The doctrine of strict liability applies to this case whether or not the manufacturer’s actions were deliberate. In such a scenario the plaintiff does not have to give evidence that indeed the manufacture was negligent, he or she only has to prove that the product was truly defective, thus making it prone to causing injury. This means that the appeal by Shoshone Coca-Cola Bottling Company may not hold. The company is seeking to establish proof that the mouse was in the bottle of ‘Squirt’ when it left their possession. The doctrine of strict liability does not emphasize on the provision of such evidence.

Question 3

Under the theory of negligence, harm is caused through a person’s failure to exercise care as he or she should. Whenever a case regarding negligence is taken to court, the plaintiff is obligated to prove that indeed the defendant was supposed to act with reasonable care towards them but failed to do so resulting in harm. Therefore, injury to the plaintiff must have been a consequence of the defendant’s carelessness. This is in contrast to the theory of strict liability whereby the plaintiff is not in any way obligated to give evidence of the defendant’s carelessness. He or she only has to ascertain that the product responsible for their injury was defective, that they were injured, and the injury was caused by the defect.

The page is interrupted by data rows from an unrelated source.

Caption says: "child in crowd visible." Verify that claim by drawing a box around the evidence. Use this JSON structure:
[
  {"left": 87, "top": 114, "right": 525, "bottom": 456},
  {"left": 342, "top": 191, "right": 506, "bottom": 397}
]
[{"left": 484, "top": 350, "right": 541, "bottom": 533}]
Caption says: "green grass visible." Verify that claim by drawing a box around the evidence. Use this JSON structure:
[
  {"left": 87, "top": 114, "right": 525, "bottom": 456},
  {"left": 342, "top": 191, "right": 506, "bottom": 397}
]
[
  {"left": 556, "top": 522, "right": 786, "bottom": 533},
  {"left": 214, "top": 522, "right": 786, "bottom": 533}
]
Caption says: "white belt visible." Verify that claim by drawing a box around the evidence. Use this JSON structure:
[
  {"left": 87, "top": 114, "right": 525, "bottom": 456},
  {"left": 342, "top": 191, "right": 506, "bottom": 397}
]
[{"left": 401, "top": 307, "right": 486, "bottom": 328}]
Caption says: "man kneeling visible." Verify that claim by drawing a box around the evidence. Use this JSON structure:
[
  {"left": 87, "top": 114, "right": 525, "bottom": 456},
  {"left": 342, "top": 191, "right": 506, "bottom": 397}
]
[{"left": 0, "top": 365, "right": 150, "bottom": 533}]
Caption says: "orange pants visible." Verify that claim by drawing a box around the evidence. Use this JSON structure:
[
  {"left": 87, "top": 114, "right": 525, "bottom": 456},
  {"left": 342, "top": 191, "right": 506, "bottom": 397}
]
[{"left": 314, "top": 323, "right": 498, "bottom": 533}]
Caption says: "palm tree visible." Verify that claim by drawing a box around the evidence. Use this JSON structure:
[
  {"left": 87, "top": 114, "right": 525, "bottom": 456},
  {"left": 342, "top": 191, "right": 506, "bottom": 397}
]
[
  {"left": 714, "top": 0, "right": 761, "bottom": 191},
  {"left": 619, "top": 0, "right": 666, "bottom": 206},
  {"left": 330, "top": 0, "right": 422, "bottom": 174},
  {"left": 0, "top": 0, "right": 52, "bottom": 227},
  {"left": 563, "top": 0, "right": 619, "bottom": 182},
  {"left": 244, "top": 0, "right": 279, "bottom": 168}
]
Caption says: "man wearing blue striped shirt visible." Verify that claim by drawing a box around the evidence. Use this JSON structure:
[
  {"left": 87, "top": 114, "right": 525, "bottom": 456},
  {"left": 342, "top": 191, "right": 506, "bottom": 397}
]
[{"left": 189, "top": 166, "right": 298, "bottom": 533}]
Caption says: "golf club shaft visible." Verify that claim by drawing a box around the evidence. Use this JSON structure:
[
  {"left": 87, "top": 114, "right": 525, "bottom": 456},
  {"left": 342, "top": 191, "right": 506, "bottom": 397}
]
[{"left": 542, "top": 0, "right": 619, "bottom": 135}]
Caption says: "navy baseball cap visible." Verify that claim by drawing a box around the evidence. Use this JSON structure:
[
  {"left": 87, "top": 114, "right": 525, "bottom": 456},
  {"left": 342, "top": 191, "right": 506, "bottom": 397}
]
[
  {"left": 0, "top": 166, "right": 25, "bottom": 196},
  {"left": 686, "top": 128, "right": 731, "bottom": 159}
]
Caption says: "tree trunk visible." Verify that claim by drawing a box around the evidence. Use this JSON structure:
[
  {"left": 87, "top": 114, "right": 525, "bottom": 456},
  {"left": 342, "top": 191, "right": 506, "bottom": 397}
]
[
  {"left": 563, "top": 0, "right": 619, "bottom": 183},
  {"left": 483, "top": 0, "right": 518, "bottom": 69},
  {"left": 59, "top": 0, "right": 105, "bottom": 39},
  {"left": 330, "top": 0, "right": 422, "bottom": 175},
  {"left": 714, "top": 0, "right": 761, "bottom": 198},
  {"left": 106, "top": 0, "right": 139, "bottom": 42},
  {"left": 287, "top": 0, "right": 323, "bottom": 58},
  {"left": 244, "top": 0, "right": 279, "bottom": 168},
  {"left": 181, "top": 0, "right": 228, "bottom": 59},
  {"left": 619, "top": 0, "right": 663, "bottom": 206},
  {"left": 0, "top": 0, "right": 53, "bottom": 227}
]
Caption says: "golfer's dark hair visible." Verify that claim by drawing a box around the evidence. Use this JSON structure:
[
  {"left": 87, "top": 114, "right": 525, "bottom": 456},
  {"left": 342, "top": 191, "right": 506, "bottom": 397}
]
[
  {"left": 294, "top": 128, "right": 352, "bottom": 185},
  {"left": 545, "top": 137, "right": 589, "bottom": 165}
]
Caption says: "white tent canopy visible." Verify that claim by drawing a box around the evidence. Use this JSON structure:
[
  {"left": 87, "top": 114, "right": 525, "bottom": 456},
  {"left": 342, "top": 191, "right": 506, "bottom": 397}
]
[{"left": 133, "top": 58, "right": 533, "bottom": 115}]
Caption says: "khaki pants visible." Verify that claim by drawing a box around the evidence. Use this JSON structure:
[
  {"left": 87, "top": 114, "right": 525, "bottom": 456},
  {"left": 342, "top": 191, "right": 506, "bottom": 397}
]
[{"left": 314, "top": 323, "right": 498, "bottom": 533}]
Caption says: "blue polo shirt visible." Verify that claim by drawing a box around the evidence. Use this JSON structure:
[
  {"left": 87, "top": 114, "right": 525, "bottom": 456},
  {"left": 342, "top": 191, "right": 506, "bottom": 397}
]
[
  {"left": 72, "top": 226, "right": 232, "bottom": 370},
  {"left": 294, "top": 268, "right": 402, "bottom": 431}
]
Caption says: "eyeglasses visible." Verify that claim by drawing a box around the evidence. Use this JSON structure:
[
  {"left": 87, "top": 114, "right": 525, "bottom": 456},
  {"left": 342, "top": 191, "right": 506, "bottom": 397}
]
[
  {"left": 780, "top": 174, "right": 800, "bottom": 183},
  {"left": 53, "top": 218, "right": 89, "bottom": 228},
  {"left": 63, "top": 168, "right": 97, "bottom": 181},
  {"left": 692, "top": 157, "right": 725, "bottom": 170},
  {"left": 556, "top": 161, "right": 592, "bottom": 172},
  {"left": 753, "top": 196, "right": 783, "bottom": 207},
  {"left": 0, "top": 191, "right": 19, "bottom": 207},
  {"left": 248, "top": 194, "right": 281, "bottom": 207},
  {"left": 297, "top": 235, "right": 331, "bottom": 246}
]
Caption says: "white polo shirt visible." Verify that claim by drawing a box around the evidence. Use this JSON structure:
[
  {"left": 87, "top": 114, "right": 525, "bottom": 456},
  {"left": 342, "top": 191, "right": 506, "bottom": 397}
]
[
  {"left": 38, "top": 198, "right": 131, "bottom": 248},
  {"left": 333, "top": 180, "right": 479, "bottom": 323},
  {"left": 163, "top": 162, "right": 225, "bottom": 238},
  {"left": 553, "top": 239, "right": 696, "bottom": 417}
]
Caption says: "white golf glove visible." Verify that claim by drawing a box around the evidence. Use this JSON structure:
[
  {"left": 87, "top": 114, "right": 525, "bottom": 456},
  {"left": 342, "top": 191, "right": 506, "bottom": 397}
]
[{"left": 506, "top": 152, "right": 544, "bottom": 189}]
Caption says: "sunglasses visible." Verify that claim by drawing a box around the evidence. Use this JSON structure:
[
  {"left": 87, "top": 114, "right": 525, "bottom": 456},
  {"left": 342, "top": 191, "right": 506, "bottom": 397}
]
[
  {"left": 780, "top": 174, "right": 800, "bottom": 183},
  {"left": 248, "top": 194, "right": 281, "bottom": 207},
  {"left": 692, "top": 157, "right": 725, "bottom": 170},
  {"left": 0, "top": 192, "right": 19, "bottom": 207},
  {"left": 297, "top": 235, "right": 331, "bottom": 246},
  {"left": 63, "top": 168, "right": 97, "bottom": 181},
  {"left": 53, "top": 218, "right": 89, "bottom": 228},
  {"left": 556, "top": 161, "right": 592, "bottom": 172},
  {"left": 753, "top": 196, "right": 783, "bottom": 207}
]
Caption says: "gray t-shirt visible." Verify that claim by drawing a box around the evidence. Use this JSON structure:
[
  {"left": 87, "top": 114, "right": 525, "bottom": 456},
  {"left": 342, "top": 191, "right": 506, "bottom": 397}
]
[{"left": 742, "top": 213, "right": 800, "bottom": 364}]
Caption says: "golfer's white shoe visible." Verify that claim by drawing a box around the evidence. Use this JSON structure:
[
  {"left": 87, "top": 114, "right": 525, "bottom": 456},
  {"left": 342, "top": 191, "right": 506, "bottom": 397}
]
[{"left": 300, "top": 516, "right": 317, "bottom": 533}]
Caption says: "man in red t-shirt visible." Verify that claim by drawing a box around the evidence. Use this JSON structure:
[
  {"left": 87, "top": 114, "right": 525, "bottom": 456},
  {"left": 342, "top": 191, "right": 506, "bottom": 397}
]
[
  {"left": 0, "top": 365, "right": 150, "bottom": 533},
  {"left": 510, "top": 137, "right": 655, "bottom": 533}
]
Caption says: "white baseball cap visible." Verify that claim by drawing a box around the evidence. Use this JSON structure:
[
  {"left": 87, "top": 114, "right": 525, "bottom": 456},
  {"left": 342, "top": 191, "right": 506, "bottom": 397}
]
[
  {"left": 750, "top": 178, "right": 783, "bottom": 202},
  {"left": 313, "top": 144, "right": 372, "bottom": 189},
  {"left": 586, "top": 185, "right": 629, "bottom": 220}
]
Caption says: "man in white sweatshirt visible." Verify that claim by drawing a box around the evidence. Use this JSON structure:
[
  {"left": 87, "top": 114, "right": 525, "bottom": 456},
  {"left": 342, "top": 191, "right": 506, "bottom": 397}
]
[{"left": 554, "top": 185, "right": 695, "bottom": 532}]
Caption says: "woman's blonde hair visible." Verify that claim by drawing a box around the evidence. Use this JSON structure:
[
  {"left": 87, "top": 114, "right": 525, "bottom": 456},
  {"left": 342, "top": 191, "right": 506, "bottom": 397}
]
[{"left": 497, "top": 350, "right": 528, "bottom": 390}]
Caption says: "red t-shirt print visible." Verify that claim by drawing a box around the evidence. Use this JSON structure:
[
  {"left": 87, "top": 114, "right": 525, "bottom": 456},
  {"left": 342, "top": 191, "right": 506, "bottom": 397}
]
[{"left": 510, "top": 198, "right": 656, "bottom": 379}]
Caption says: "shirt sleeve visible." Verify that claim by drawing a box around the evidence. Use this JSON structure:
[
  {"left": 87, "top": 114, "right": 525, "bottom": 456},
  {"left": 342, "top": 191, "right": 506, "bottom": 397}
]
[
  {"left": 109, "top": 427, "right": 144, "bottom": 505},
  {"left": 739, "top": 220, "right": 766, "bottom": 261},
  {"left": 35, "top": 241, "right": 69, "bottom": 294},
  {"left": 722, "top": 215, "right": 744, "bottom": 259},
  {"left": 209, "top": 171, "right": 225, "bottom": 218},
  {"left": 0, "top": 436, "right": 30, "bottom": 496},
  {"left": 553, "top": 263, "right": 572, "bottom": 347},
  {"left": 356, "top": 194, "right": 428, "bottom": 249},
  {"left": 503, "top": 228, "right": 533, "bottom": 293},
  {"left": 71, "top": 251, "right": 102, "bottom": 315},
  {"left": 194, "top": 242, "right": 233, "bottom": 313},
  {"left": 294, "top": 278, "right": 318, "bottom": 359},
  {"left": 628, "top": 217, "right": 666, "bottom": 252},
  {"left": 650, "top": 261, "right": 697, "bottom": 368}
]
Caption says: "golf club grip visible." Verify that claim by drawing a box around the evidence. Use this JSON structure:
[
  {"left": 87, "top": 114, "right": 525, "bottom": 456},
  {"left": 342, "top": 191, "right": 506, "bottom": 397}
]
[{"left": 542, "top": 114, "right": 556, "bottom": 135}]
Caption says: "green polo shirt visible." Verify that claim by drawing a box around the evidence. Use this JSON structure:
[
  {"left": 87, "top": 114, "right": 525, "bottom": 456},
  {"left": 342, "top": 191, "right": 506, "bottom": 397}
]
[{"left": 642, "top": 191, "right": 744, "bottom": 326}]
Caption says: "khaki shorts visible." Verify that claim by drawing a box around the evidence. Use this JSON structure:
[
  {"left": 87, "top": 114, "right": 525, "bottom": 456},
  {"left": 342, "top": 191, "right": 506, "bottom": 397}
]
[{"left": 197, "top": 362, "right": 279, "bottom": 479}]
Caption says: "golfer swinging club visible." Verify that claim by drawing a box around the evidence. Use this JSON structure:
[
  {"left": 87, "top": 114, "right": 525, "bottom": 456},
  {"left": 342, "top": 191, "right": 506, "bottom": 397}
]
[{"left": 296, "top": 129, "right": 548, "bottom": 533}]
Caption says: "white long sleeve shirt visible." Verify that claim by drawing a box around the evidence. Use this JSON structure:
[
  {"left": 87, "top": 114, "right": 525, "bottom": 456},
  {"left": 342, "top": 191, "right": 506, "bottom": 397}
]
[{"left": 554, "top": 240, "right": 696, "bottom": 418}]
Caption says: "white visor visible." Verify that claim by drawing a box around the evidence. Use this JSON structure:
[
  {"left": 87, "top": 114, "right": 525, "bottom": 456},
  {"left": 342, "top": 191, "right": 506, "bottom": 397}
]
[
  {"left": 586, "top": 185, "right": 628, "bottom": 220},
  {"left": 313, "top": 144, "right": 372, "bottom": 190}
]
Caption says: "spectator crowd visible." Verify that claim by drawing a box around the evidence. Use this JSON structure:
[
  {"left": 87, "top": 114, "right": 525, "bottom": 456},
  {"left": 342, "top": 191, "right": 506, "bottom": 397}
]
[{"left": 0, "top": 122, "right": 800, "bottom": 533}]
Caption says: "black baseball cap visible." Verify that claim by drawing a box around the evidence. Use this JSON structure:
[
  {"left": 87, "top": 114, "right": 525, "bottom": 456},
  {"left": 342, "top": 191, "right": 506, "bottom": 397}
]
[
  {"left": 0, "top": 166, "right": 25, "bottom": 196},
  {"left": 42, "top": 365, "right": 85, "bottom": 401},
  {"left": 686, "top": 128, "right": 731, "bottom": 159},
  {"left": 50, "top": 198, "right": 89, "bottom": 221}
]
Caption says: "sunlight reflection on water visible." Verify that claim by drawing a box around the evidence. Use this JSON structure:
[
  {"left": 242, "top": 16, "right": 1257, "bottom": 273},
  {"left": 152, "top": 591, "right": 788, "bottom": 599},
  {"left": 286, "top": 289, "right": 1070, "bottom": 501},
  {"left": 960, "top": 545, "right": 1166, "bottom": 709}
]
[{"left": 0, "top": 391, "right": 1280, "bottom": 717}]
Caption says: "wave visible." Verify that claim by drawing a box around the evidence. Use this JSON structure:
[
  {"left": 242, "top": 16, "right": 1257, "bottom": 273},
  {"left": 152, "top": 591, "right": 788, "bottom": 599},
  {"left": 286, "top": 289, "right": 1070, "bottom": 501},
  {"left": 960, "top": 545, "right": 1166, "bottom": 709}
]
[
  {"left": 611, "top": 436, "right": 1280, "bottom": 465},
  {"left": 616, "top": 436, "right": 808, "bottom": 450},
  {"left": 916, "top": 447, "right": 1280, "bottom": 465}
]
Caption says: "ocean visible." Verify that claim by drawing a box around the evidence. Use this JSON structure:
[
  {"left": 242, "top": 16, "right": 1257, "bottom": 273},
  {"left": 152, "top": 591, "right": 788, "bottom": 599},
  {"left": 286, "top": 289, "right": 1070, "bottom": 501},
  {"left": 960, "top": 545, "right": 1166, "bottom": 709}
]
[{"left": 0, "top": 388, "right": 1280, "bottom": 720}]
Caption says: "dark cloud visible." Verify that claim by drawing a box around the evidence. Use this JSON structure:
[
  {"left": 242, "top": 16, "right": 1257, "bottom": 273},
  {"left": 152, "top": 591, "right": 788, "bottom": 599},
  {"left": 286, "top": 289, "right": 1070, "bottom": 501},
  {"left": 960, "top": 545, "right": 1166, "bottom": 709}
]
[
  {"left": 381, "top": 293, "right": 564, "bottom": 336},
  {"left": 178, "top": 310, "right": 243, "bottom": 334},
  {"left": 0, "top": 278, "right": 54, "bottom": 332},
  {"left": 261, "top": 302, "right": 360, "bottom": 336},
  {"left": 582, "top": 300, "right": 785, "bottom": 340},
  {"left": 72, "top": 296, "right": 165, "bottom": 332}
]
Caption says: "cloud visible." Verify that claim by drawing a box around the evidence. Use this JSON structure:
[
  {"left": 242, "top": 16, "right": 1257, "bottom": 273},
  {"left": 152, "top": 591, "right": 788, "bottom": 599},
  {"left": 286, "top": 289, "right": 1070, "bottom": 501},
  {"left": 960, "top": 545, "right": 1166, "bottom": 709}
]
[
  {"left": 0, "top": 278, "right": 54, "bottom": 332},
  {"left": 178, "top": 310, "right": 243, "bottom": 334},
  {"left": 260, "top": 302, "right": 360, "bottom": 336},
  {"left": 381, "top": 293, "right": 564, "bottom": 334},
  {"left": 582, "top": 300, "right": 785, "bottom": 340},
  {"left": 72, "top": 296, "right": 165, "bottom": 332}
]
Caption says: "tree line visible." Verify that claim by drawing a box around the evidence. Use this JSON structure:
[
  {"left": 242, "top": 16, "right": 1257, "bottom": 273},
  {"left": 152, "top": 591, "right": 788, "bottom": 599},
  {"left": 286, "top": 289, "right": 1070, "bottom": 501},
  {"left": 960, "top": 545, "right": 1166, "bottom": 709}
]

One other difference is that injuries caused under the theory of negligence are mainly because of carelessness while those under the theory of strict liability result from defective products. As opposed to liability for harm under the theory of strict liability, the injury under the theory of negligence is foreseeable. Because the defendant already knows their duty towards the plaintiff, it is possible to avoid the injury before it happens, just by doing the right thing. Under the theory of strict liability, the defendant cannot foresee the consequences of their actions especially because injuries caused are not only out of carelessness.

Case problem 7.3

One of the ethical violations presented in this case is that the Moseley’s were trading off Victoria’s Secret famous name. Although the two names differ, they can easily be confused due to their closeness in pronunciation. In as much as the products on offer are not the same, they are related, and customers may shop at one store thinking it is the other. The Moseley’s store sells women’s lingerie, which happens to be the specialty of Victoria’s Secret. It is therefore not farfetched to think that the Moseley’s were quite aware of the benefits of having their store name closely resemble that of the famous Vitoria’s Secret.

In concurrence with the above, it could also be said that the new legislation favored famous trademark holders. In the case study, Victoria’s Secret is much more famous than the Moseley’s brand. It is therefore more likely to assume that the less famous brand would reap off the success of the more famous one. In a case where the little known brand is completely oblivious of the success of the more famous brand, then the alteration in the previously existing law does not favor them. This is because the said brands did not deliberately seek to gain from the famous trademark holder.

Another way to look at the above issue is through the net profits being made. Famous trademarks are known to make a lot of money, thus contributing immensely to the government’s revenue. Therefore, the government may feel obligated to protect the rights of these trademark holders in order to protect their source of income. This factor could also form part of the reason for altering the Trademark Dilution Revision Act of 2006 to favor Victoria’s Secret. This in itself is unethical as it hinders the implementation of justice where it is required.

Legally, the congress was seen to use its superiority to overrule the Supreme Court’s decision, a matter which when carefully thought about could raise ethical issues in the legal field. Although the congress has more power than the Supreme Court, many people may wonder whether its decision was put in place for the benefit of majority or only a few parties.